Think your place is ready for its close-up? Here's what David says he's looking for in an apartment:
1. An easy commute
Apartments near TV studios (like Long Island City's Silvercup Studios and Brooklyn's Steiner Studios) are gets, according to David, because it makes it easier, and cheaper, to move from on-site to off-site.
2. Easy permission process
Brownstones are the easiest types of NYC to film in because they're usually privately owned and David doesn't have to get permission from a management company or a co-op or condo board. While co-ops, condos and even rentals can—and are—used in movie shoots, homes owned by single entities with no boards to deal with are much appreciated.
3. Mellow renters/owners/shareholders
"You want to work with people who are easygoing and won't create too many hurdles for you," says, David, who adds that he can usually tell if someone is persnickety from his first interaction with them. If they ask A LOT of questions or seem to have a lot of rules, they may not jell. (Remember that often times the production team will build walls, move furniture and otherwise temporarily alter the look of your apartment quite a bit. If you don't think you can handle that, you may not be the right candidate.)
And, "if you live in an apartment building that’s film friendly that’s one hurdle taken care of." So if you've seen neighbors rent their places for film crews, ask them to connect you with the scout they worked with.
4. Not too much light
Unlike condo buyers, location scouts aren't big fans of floor-to-ceiling windows, since it can make it harder for lighting people to mask the time of day. "When the light changes, it takes a long time for hte lighting guys to adjust," says David.
Thomas Altfather Good/Flickr
5. Decent parking options
Parking is a headache for location scouts, and with bike lanes everywhere, it's getting even trickier to find space to park the big trucks and trailers that are often part of a shoot.
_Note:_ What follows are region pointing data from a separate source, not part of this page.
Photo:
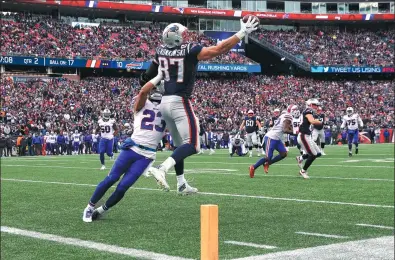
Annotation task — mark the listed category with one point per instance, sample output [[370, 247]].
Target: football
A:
[[246, 17]]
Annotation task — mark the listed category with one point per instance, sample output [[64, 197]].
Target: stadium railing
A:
[[265, 44]]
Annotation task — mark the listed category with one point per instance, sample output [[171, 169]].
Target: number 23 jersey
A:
[[352, 122], [107, 128], [148, 128]]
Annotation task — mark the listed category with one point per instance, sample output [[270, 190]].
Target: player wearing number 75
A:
[[137, 153], [178, 60]]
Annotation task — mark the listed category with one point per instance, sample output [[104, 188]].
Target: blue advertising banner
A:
[[113, 64], [220, 36], [348, 69], [229, 67]]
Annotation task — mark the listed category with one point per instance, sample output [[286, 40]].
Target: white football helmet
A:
[[293, 110], [106, 113], [173, 35], [350, 111]]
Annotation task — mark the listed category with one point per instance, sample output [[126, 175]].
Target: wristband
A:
[[155, 80]]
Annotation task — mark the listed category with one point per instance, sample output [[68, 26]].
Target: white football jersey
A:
[[106, 128], [52, 139], [76, 138], [148, 129], [296, 123], [352, 122], [276, 132], [240, 143]]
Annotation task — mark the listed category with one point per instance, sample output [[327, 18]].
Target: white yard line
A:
[[206, 171], [224, 195], [320, 235], [227, 163], [374, 226], [249, 244], [90, 244], [376, 248]]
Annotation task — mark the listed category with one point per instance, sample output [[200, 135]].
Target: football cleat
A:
[[87, 215], [266, 167], [304, 174], [252, 171], [299, 160], [160, 177], [185, 189], [98, 213]]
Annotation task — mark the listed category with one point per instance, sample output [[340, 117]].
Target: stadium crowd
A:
[[44, 36], [67, 104], [354, 47]]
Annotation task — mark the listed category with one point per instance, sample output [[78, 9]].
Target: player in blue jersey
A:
[[251, 124], [178, 61], [138, 152]]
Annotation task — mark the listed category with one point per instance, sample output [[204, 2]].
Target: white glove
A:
[[247, 27], [158, 77]]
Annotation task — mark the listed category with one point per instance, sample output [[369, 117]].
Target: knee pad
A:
[[121, 189], [111, 179]]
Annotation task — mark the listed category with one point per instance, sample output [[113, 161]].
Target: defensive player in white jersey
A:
[[318, 131], [108, 129], [237, 146], [178, 60], [296, 122], [76, 141], [352, 121], [138, 152], [273, 141]]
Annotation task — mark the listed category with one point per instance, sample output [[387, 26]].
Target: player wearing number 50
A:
[[137, 152], [107, 129], [352, 122], [178, 60]]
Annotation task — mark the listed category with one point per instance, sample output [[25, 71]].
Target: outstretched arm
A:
[[226, 45], [287, 127], [312, 120]]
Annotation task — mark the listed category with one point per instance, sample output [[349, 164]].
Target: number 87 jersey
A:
[[107, 128]]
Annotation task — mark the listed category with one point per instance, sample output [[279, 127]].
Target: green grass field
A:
[[49, 194]]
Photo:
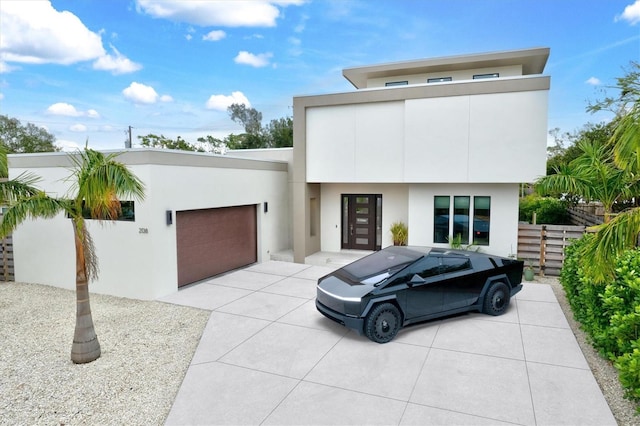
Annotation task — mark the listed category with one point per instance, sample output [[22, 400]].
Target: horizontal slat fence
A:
[[543, 246], [6, 246]]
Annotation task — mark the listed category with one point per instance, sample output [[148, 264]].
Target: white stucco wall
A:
[[481, 138], [138, 259]]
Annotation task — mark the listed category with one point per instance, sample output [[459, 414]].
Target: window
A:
[[455, 264], [461, 218], [438, 79], [454, 219], [396, 83], [481, 220], [483, 76], [441, 219], [127, 214]]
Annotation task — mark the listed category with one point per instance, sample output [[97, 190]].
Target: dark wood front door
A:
[[359, 219]]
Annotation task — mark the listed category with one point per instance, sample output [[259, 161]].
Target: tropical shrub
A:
[[609, 313], [548, 210]]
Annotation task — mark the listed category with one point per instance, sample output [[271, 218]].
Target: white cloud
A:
[[116, 63], [594, 81], [222, 102], [68, 146], [4, 67], [214, 35], [256, 13], [65, 109], [246, 58], [140, 93], [78, 128], [68, 110], [631, 13], [34, 32]]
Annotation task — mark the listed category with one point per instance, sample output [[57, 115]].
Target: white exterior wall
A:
[[414, 205], [144, 265], [503, 231], [460, 139]]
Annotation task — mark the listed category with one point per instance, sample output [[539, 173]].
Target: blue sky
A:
[[88, 69]]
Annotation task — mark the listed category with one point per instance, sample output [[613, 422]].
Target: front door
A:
[[359, 220]]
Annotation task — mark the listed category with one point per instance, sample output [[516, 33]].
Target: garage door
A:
[[213, 241]]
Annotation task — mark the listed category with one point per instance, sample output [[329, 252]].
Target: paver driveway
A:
[[268, 357]]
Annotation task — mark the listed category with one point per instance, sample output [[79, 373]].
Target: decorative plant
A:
[[529, 273], [456, 244], [400, 233]]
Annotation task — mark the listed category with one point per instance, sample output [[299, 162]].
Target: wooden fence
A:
[[543, 246], [6, 248]]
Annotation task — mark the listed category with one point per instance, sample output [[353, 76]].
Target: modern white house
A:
[[202, 215], [441, 144]]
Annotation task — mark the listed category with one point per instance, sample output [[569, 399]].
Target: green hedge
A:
[[609, 314], [548, 210]]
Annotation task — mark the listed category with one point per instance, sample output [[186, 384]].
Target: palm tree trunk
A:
[[86, 347]]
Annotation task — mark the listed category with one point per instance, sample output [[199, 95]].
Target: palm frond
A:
[[91, 266], [101, 182], [39, 205], [611, 239], [4, 162], [626, 139], [20, 187]]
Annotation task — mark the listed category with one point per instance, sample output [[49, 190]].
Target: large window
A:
[[481, 220], [441, 219], [438, 79], [452, 218], [396, 83], [127, 214], [483, 76]]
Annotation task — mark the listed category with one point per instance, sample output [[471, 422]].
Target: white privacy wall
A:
[[139, 259], [480, 138]]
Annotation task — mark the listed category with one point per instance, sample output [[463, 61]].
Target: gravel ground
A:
[[146, 350], [605, 373]]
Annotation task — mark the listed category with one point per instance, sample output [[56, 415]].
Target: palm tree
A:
[[622, 232], [591, 176], [99, 182]]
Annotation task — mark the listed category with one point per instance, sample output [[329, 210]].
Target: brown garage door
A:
[[213, 241]]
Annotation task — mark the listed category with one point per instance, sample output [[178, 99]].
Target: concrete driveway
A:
[[268, 357]]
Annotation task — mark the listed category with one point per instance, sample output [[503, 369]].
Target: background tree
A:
[[280, 132], [592, 176], [99, 182], [18, 138], [621, 233], [277, 134], [155, 141]]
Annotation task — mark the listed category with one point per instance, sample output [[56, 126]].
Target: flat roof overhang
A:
[[532, 60]]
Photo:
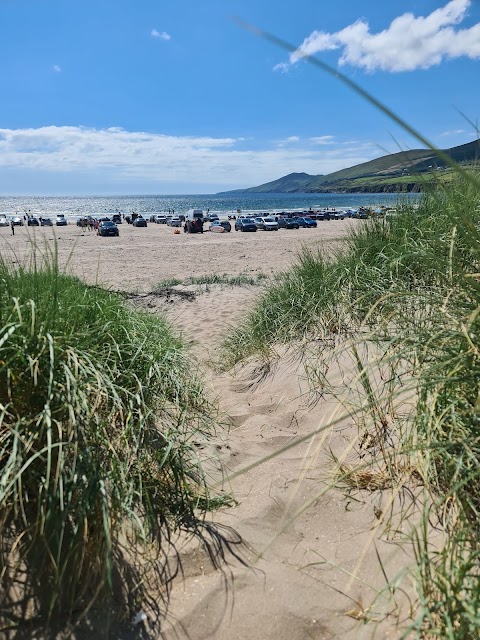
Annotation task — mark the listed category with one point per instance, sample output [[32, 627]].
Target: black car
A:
[[287, 223], [223, 223], [245, 224], [306, 223], [107, 228]]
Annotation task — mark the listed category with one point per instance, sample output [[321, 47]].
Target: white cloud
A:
[[163, 35], [283, 67], [409, 43], [453, 132], [163, 159], [322, 139]]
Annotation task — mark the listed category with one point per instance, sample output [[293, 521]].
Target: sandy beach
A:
[[311, 552], [141, 257]]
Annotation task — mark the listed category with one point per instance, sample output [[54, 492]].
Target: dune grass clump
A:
[[100, 412], [410, 287]]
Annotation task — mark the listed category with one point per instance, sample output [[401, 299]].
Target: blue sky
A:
[[173, 96]]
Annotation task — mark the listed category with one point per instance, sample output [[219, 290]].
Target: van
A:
[[194, 214]]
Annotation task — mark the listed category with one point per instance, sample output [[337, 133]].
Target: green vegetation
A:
[[411, 170], [405, 291], [241, 280], [100, 415]]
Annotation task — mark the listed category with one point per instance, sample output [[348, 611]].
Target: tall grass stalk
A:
[[100, 414], [409, 287]]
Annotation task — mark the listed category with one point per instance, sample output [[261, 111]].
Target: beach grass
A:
[[408, 286], [101, 412], [240, 280]]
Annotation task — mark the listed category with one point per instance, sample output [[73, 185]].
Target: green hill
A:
[[293, 183], [405, 171]]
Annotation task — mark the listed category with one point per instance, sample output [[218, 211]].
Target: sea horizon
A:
[[76, 205]]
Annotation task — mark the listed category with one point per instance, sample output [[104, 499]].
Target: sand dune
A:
[[309, 576]]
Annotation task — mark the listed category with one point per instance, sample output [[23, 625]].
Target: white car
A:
[[269, 224]]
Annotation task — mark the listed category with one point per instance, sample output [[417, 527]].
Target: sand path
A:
[[316, 575]]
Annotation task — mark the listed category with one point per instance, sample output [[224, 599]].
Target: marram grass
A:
[[410, 287], [100, 411]]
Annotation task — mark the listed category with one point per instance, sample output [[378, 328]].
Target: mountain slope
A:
[[293, 183], [376, 172]]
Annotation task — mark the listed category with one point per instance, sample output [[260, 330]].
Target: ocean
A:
[[82, 205]]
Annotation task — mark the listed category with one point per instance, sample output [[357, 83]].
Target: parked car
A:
[[287, 223], [306, 222], [221, 223], [269, 224], [107, 228], [245, 224]]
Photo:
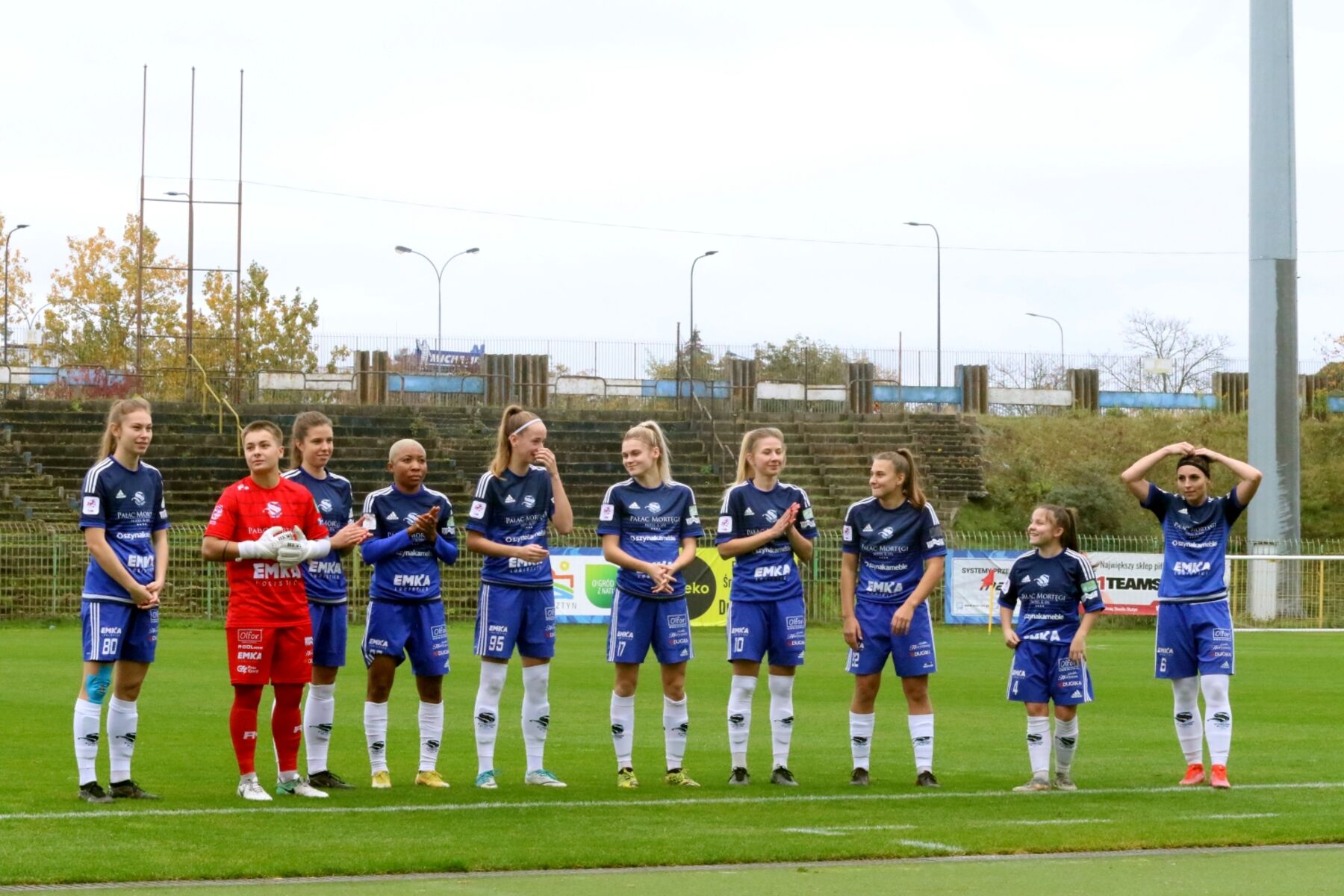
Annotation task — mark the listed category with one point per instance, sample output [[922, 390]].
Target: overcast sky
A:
[[1117, 132]]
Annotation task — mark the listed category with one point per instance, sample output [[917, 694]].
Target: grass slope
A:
[[1288, 702], [1077, 460]]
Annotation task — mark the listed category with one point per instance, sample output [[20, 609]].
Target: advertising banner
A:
[[585, 583], [974, 579]]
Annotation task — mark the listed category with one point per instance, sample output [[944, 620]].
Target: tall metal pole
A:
[[140, 235], [1275, 519]]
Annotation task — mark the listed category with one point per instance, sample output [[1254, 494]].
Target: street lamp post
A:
[[1048, 317], [7, 290], [939, 260], [691, 335], [438, 273]]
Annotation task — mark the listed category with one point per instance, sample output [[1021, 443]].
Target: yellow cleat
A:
[[430, 780]]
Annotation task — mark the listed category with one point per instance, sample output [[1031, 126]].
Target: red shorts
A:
[[270, 656]]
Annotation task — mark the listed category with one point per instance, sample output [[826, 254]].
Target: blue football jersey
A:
[[892, 547], [1194, 544], [129, 507], [514, 509], [651, 524], [1050, 591], [326, 578], [406, 566], [768, 573]]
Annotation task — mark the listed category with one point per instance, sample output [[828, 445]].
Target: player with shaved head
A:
[[411, 532]]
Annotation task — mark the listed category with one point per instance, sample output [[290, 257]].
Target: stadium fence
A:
[[42, 568]]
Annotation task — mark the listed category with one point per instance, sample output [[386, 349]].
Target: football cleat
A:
[[129, 790], [250, 788], [297, 788], [1038, 783], [93, 793], [329, 781], [544, 778], [430, 780], [1194, 774]]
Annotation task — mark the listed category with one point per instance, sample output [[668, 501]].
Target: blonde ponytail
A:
[[652, 435], [512, 418]]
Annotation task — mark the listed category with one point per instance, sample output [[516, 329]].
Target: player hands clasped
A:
[[413, 531], [311, 444], [764, 523], [125, 527], [514, 501], [262, 528], [648, 524], [1050, 645], [1194, 621], [893, 559]]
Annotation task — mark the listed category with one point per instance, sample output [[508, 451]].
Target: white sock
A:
[[1189, 727], [623, 729], [860, 738], [781, 718], [319, 718], [432, 734], [1038, 744], [87, 721], [488, 714], [921, 738], [676, 724], [537, 714], [376, 735], [122, 721], [1066, 743], [739, 718], [1218, 718]]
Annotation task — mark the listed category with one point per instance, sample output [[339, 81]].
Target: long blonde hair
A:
[[116, 414], [749, 441], [652, 435], [302, 423], [905, 462], [512, 418]]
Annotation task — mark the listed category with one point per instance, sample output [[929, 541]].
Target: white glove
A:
[[300, 550], [265, 547]]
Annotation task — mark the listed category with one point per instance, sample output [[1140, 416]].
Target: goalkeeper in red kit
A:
[[264, 528]]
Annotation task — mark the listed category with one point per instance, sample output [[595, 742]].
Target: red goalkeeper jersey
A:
[[261, 593]]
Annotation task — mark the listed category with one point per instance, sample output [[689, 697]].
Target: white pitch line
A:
[[93, 815]]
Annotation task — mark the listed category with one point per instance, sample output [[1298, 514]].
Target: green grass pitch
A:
[[1288, 702]]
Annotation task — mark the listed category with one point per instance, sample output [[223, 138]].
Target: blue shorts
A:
[[638, 622], [912, 653], [774, 626], [119, 632], [1194, 638], [507, 617], [329, 633], [398, 630], [1042, 672]]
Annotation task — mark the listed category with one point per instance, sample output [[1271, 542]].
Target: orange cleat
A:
[[1194, 774]]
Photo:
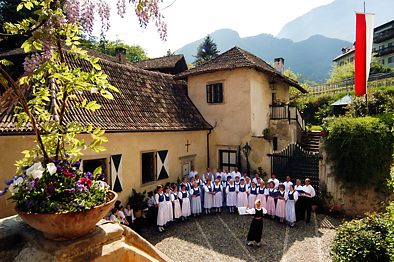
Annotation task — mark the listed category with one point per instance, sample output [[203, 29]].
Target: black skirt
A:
[[256, 227]]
It also helps not to be too close to a bus stop or other no-parking zone.
6. At least one spacious room
"We need to have at least enough space to get a few different angles," says David. "We're usually looking for at least one decently sized room."
David says he and his crew will never book a fourth floor walkup, no matter how spacious and beautiful the apartment. It's just too tricky to lug all that equipment up there. It's even better if a building has a freight elevator like the one shown above, he says.